A statement from his attorney, David Pressman, said Lt Col Vindman had been the victim of a "campaign of bullying, intimidation, and retaliation" following his impeachment testimony, led by Mr Trump.

"The President of the United States attempted to force LTC Vindman to choose: Between adhering to the law or pleasing a President. Between honoring his oath or protecting his career. Between protecting his promotion or the promotion of his fellow soldiers," Mr Pressman said in a statement to CNN.

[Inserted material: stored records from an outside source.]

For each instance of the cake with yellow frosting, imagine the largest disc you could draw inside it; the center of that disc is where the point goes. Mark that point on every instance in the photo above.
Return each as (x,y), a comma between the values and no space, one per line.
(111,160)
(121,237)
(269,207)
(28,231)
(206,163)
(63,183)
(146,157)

It added that the former White House adviser "did what the law compelled him to do; and for that he was bullied by the President and his proxies".

Lt Col Vindman's testimony to the US House of Representatives' impeachment inquiry was among the most damning. In November last year, he explained that he believed Mr Trump's request for an investigation into Mr Biden and his son Hunter during a July phone call with Ukraine President Volodymyr Zelenskiy was improper.

“It was inappropriate for the president to request – to demand – an investigation into a political opponent, especially [from] a foreign power where there is at best dubious belief that this would be a completely impartial investigation and that this would have significant implications if it became public knowledge,” he said in his testimony.

Lt Col Vindman was escorted from the White House in February after Mr Trump ordered his sacking. Explaining his motivation for the firing on Twitter, Mr Trump wrote: “Fake News @CNN & MSDNC keep talking about ‘Lt. Col.’ Vindman as though I should think only how wonderful he was."

“Actually, I don’t know him, never spoke to him, or met him (I don’t believe!) but, he was very insubordinate, reported contents of my ‘perfect’ calls incorrectly, & was given a horrendous report by his superior, the man he reported to, who publicly stated that Vindman had problems with judgement, adhering to the chain of command and leaking information. In other words, ‘OUT’."

Mr Trump was impeached by the Democrat-controlled House but acquitted by Republican allies in the Senate, even though some admitted they did not dispute the allegations against him.